Lunghi viaggi, jet lag, allenamenti diversi, infortuni che fioccano. E poi la stanchezza fisica e mentale. Questi sono solo alcuni dei problemi generati dalla sosta nazionali con cui devono fare i conti i giocatori (in primis) e i club, che ogni tot settimane vedono svuotarsi i centri sportivi per dare il via alle preghiere. Perché quando scatta la ‘pausa’ - termine che vale, ovviamente, solo per l’obbligato stop ai campionati - la paura è sempre la stessa: gli infortuni. Un allarme e un problema legato alle condizioni dei giocatori che ha mosso le proteste di Assocalciatori e sindacati vari per cercare di trovare la soluzione ad un problema, quello dei calendari intasati, che sta andando sempre più oltre il limite.

Con il passare del tempo, come se le partite non fossero già abbastanza, FIFA e UEFA hanno avuto la brillante idea di aggiungere altre (evitabili) competizioni: la Nations League, la Finalissima, il discusso Mondiale per Club e chi più ne ha più ne metta. Il tutto nel nome dell’innovazione e dello spettacolo, perché secondo i vertici del calcio europeo e mondiale l’equazione è semplice: più partite = più spettacolo. Ma anche no. Lo show non scatta in un automatico al fischio d’inizio di un qualsiasi match, ma deve essere definito tale per quello che i protagonisti (quindi i giocatori) sono capaci di mostrare in campo. Va da sé che se un calciatore è ‘costretto’ a giocare una cinquantina di partite all’anno - con brevi pause di due o tre giorni tra l’una e l’altra - lo spettacolo viene meno. E il campanello d’allarme, invece, suona sempre più forte.

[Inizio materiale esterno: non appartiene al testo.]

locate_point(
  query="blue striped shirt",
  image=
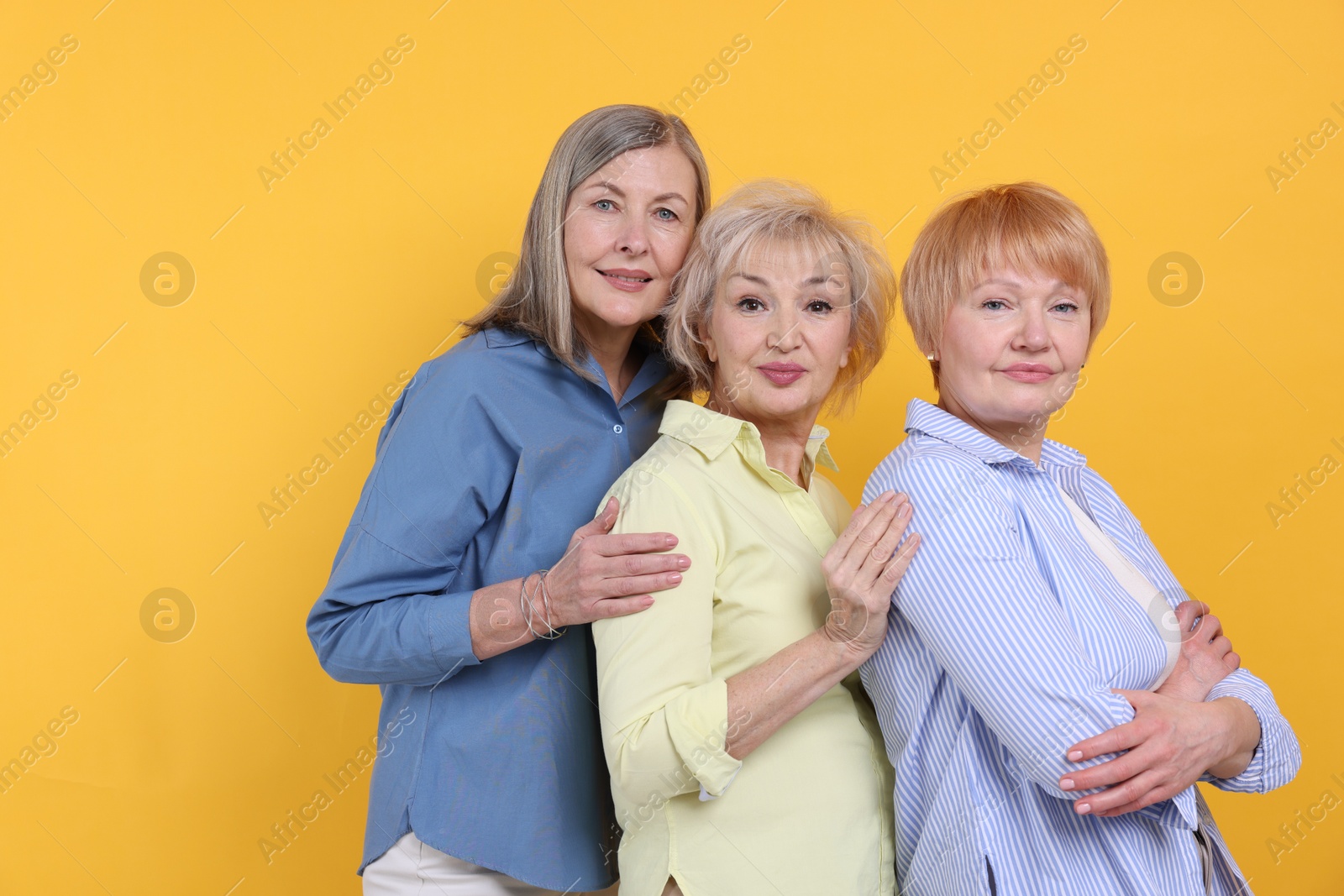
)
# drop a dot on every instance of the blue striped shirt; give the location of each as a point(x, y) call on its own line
point(490, 459)
point(1005, 641)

Lo sa bene l’Inter e lo sa bene Hakan Calhanoglu, protagonista di due problemi fisici a cavallo tra le ultime due soste. Prima l’elongazione agli adduttori della coscia sinistra accusata nella trasferta di Roma, primo appuntamento dopo la pausa in cui era stato spremuto per bene dalla sua Turchia; poi il secondo stop, quello degli ultimi giorni, “meno grave” del primo ma da valutare meglio nelle prossime ore, quando il centrocampista farà rientro a Milano. Non ero ancora pronto - ha ammesso lo stesso Calha dopo la sostituzione all’intervallo di Turchia-Galles -. Lo stesso punto in cui avevo accusato fastidio ha ricominciato a farmi male. Così non ho corso rischi, ha iniziato a pizzicare”. E nonostante non fosse ancora pronto e avesse saltato i primi allenamenti nel giorno di raduno, il ct Vincenzo Montella non si è fatto problemi a lanciarlo comunque titolare in Nations League. Senza dare troppa importanza alle condizioni fisiche del giocatore e (anche) alle esigenze del suo club di appartenenza.

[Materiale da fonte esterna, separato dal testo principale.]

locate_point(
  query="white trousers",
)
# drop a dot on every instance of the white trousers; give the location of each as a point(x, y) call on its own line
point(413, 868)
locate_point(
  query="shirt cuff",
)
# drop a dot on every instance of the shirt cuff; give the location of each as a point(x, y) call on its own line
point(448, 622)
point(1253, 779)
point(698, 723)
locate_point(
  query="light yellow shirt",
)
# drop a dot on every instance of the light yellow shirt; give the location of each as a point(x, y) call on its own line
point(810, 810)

Stesso discorso che può essere applicato al modus operandi di Luciano Spalletti che, dopo aver strappato il pass per i quarti di finale di Nations League con una giornata d’anticipo affidandosi al blocco Inter-Nazionale, ha deciso di replicare il poker di nerazzurri anche nella sfida contro la Francia, utile solo per un primo posto nel girone (alla fine sfumato); e allora perché dare un po’ di riposo a Bastoni, a Dimarco, a Frattesi o a Barella? Con quest’ultimo, tra l’altro, inventato addirittura trequartista nonostante nel roster azzurro figurasse il nome di Moise Kean. Che di professione fa l’attaccante e che in questo periodo è uno dei più in forma dell’intera Serie A.

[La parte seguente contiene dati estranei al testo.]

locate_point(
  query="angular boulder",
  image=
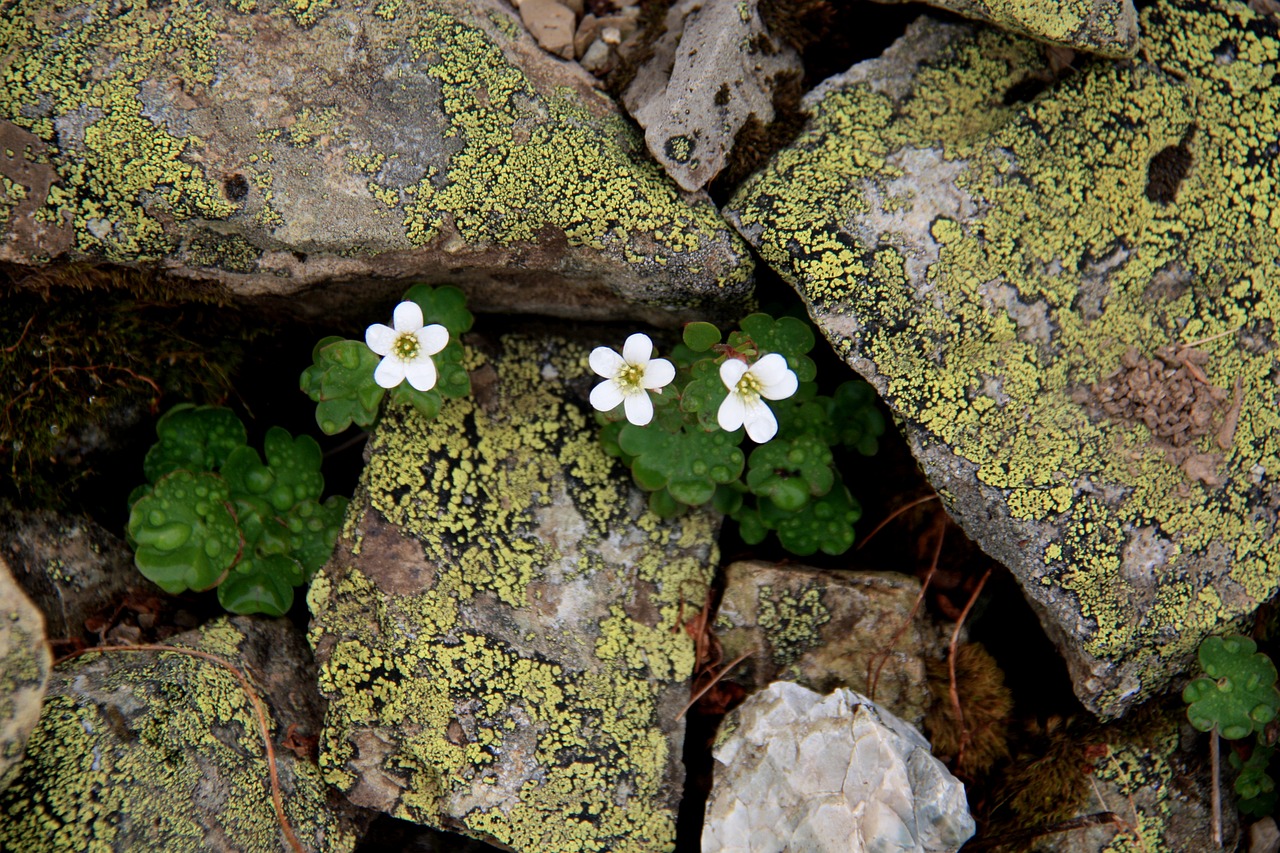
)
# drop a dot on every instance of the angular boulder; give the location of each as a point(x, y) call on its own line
point(1069, 293)
point(160, 751)
point(274, 149)
point(499, 632)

FIFA, UEFA, Federazioni e ct… ‘avete rotto il ca…lcio’. E dimenticate una cosa: i giocatori sono di proprietà dei club, sono stipendiati dai club, con danni e cure per gli eventuali infortuni a carico - indovinate di chi? - dei club. Servirebbe più buon senso nelle scelte: i giocatori non sono macchine e non esistono solo le Nazionali, a cui diamo volentieri un arrivederci a marzo. Alla prossima sosta.